With the Engagement BigQuery, you can periodically run simple or calculate complex queries and store the results in another table within your BigQuery. Afterward, you can access and manipulate these results or use a BI tool, such as Tableau, to report on the data within this table.

The prerequisites for this are:

  1. You must have your own Google Cloud Platform (GCP) project with BigQuery (BQ) enabled
  2. You must have the BigQuery Data Transfer API enabled
  3. As a person configuring this, you must have write access to the BQ and read access to EBQ

To configure scheduled queries, follow this guide:

  1. Open the relevant GCP and ensure that the active project is the desired GCP project and not GCloudLTDS (EBQ)
  2. Create a new dataset in the BQ at the same location as EBQ (EU)
  3. Create a new Scheduled query, as shown in the images below

For exporting use case, we recommend querying the raw_properties fields in customers_properties and event tables, as these are always the same data type, independent of Bloomreach Engagement app Data Management settings.

More resources can be found on the official Google BigQuery documentation:


EBQ optimization best practices

Monitor your EBQ usage

Check your EBQ usage in the Bloomreach usage dashboard under BigQuery allowance. Your contract usually includes the prepaid allowance. If your usage is over the allowance, you may be charged for overuse. Check your contract for more details.

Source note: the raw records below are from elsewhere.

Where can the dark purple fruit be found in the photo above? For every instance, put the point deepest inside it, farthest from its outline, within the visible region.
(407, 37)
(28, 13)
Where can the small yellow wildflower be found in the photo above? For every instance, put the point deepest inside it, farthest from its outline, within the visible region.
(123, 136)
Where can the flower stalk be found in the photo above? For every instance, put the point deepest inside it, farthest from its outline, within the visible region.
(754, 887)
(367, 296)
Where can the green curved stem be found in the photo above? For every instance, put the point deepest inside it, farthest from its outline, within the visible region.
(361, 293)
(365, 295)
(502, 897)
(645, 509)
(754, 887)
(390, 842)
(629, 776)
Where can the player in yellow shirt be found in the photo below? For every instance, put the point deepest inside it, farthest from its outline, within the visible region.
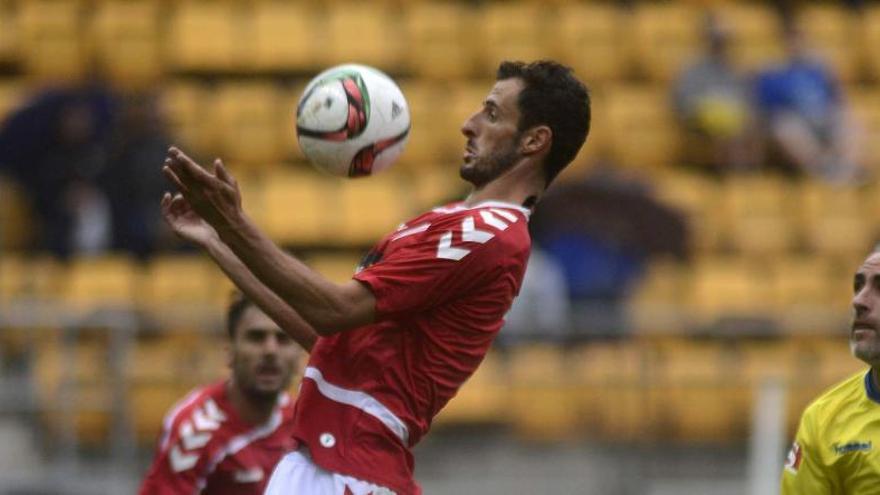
(834, 452)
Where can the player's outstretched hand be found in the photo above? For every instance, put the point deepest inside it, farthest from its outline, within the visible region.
(185, 222)
(213, 195)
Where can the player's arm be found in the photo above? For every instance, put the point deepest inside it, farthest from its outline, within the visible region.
(326, 306)
(185, 223)
(804, 472)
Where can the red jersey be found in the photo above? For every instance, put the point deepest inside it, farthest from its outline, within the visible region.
(443, 282)
(206, 448)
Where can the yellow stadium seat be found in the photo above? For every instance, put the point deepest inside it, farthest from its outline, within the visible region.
(368, 210)
(833, 220)
(9, 35)
(759, 214)
(178, 284)
(102, 282)
(828, 29)
(542, 405)
(512, 31)
(754, 33)
(608, 389)
(284, 36)
(13, 94)
(482, 399)
(73, 389)
(186, 106)
(51, 43)
(870, 39)
(665, 37)
(589, 38)
(438, 45)
(642, 133)
(338, 267)
(699, 199)
(362, 32)
(298, 208)
(246, 123)
(126, 35)
(206, 36)
(864, 103)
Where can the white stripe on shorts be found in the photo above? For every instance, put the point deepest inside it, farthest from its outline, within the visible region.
(361, 400)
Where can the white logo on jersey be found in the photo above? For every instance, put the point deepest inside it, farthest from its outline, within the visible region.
(469, 233)
(194, 434)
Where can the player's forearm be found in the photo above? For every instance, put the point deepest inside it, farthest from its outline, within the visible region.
(286, 317)
(320, 302)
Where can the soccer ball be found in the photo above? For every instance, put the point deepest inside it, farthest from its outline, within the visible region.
(352, 121)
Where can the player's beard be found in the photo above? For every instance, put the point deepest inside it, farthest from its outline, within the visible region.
(484, 169)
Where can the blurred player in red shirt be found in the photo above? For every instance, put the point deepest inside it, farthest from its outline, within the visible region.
(397, 341)
(225, 438)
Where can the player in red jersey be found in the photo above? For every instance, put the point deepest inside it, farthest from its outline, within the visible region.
(397, 341)
(226, 438)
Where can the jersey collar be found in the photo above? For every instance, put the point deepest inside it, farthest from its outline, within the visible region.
(870, 389)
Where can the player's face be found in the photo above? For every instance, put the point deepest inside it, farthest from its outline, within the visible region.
(864, 337)
(263, 356)
(492, 134)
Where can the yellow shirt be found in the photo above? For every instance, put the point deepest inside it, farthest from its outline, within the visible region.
(834, 452)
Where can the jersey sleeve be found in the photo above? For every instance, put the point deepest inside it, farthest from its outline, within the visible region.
(804, 472)
(182, 460)
(442, 263)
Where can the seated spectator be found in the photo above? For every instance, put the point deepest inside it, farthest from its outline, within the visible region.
(712, 102)
(809, 129)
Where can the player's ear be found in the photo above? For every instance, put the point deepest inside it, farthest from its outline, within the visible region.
(536, 140)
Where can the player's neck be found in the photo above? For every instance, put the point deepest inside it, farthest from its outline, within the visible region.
(516, 186)
(250, 409)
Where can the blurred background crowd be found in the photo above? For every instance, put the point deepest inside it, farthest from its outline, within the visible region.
(700, 247)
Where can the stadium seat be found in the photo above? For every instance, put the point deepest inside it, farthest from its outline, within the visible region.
(100, 282)
(542, 406)
(608, 387)
(759, 215)
(589, 38)
(833, 220)
(186, 105)
(436, 34)
(368, 210)
(245, 120)
(482, 399)
(870, 39)
(642, 115)
(367, 33)
(510, 31)
(729, 286)
(206, 36)
(864, 103)
(298, 208)
(754, 33)
(699, 199)
(828, 29)
(665, 37)
(284, 36)
(174, 285)
(52, 47)
(127, 41)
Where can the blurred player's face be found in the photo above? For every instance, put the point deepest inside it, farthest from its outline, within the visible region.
(493, 135)
(263, 356)
(864, 337)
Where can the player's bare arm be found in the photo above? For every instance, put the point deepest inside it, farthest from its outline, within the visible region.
(215, 197)
(188, 225)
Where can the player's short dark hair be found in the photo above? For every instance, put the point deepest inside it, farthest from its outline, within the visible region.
(238, 304)
(552, 96)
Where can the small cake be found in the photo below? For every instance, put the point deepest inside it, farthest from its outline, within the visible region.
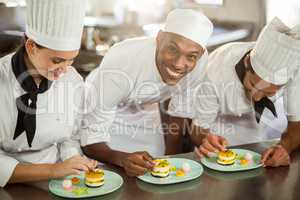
(186, 167)
(244, 161)
(227, 157)
(180, 173)
(75, 181)
(94, 178)
(161, 169)
(67, 184)
(248, 156)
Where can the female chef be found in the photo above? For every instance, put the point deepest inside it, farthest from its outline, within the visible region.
(39, 110)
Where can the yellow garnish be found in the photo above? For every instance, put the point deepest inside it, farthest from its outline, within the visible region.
(180, 173)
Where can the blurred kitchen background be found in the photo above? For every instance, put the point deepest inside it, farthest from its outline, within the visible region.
(111, 21)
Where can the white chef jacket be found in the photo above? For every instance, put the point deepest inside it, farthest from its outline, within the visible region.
(57, 121)
(123, 96)
(219, 102)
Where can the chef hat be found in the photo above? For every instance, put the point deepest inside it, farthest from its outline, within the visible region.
(276, 55)
(189, 24)
(55, 24)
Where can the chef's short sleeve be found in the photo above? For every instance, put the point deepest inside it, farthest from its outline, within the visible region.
(6, 168)
(292, 99)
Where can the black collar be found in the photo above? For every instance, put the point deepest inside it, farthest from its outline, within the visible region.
(259, 106)
(26, 104)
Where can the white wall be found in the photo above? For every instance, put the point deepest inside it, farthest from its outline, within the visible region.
(238, 11)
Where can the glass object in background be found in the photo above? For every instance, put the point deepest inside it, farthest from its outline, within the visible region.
(288, 11)
(13, 3)
(210, 2)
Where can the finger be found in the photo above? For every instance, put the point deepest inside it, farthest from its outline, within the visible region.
(147, 156)
(74, 172)
(198, 153)
(283, 159)
(95, 163)
(131, 173)
(204, 151)
(268, 153)
(209, 147)
(223, 142)
(149, 160)
(215, 141)
(80, 166)
(139, 161)
(136, 168)
(273, 158)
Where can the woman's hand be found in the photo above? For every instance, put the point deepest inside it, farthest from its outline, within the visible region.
(137, 164)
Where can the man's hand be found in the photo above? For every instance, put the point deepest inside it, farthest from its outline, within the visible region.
(275, 156)
(137, 164)
(211, 144)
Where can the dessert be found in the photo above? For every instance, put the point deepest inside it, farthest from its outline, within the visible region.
(161, 169)
(186, 167)
(75, 181)
(249, 156)
(227, 157)
(67, 184)
(180, 173)
(94, 178)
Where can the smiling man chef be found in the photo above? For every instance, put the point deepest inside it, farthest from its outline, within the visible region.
(244, 92)
(123, 125)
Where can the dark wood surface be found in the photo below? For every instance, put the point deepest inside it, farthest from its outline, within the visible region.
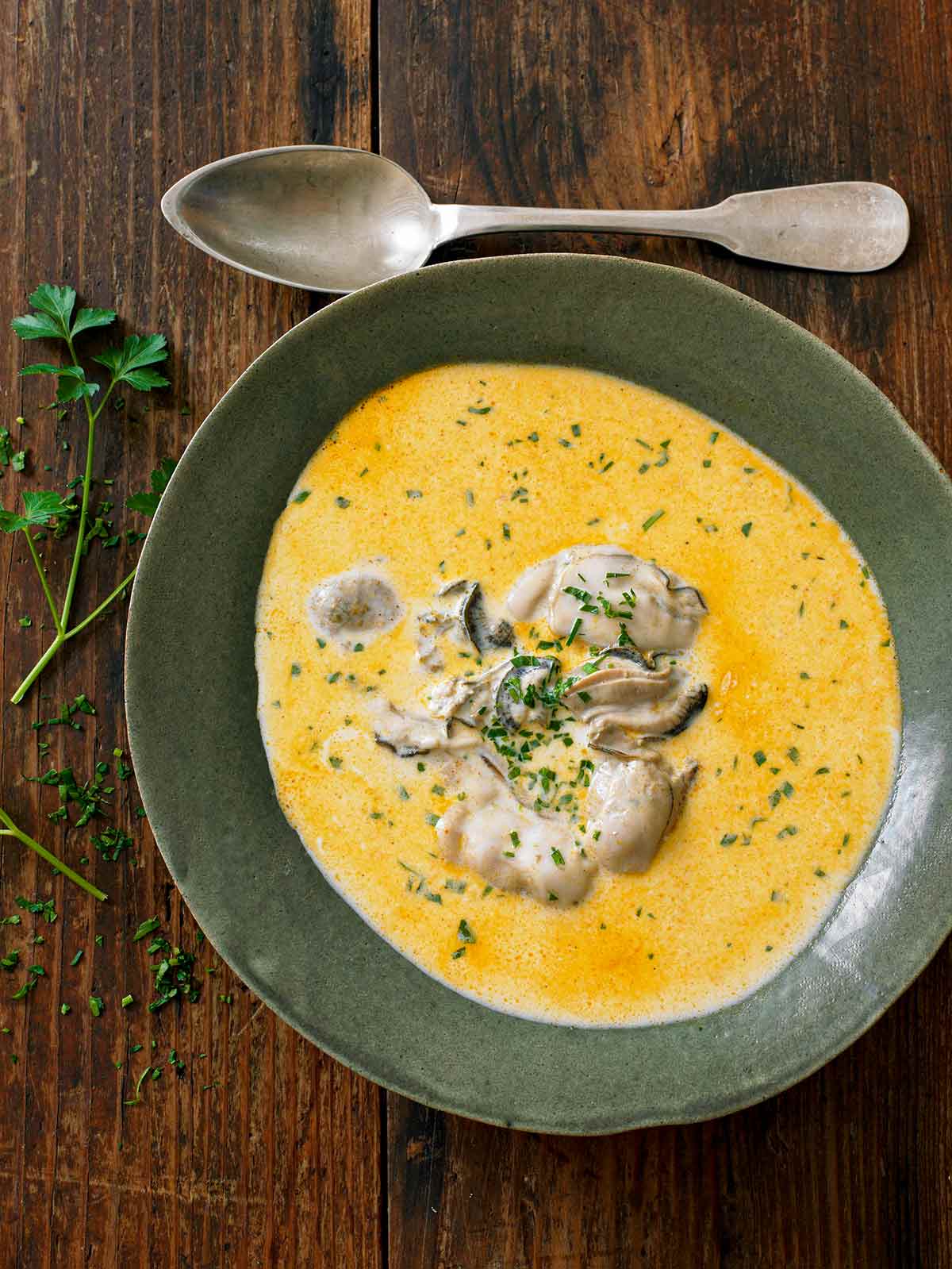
(268, 1152)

To maximize EBQ's cost efficiency, it is important to apply a two-pronged optimization approach. First, follow the general best practices recommended for Google BigQuery—these foundational techniques remain relevant and effective in EBQ.

Second, use EBQ-specific recommendations tailored to our platform. Both types of optimization work together and should be used in tandem to ensure you're getting the most out of your EBQ environment.

Practical EBQ-specific tips

Use table partitioning and timestamp filtering

  • Always structure your SQL queries to leverage partitioned tables in BigQuery.
  • Your EBQ tables are partitioned on the timestamp column. Apply filters on the timestamp partition column (the business timestamp for events) so only the relevant partitions are scanned.
  • Filtering by timestamp drastically reduces the volume of data scanned, which is the primary driver of query cost in BigQuery.

Optimize query design

  • Query only necessary fields/columns, especially when dealing with nested records like the "properties" field—avoid SELECT unless required.
  • Where possible, work directly with the "raw_properties" fields for scheduled exports since they have a consistent data type and are independent of schema changes.

Monitor data freshness before querying

  • Use the _system_load_log table to check when new data updates have completed before running dependent or scheduled queries. This prevents queries from running on incomplete or empty datasets, saving unnecessary costs.

Automate and schedule processing outside EBQ

  • For resource-intensive queries or recurring calculations, use scheduled queries in your own BigQuery project (not on EBQ directly). Copy aggregated data from EBQ to your BigQuery first. You can persist heavy computation results in your tables, and then run lighter queries over smaller result sets.

Manage data retention and filtering

  • Since event deletions in Bloomreach Engagement aren't propagated to EBQ, remember to manually filter out invalid/bugged/redundant data during analysis. This keeps your result sets relevant and can help reduce processed data volumes.

Minimize unnecessary data processing

  • Avoid joining large tables unless absolutely necessary.
  • Use ARRAY_AGG and similar BigQuery aggregation functions judiciously to minimize data shuffling.
  • Where applicable, pre-filter or aggregate at the earliest stage of your query pipeline to restrict the downstream data footprint.

Additional practical tips

  • Star or bookmark datasets and tables you use frequently for quick access (prevents accidental querying of the wrong datasets).
  • Review your usage regularly and optimize queries based on the BigQuery query execution details, adjusting for data scanned and execution time.

After making changes, you can always verify if the optimized query is more efficient than the previous one before running it using the preview message displayed in the query editor window.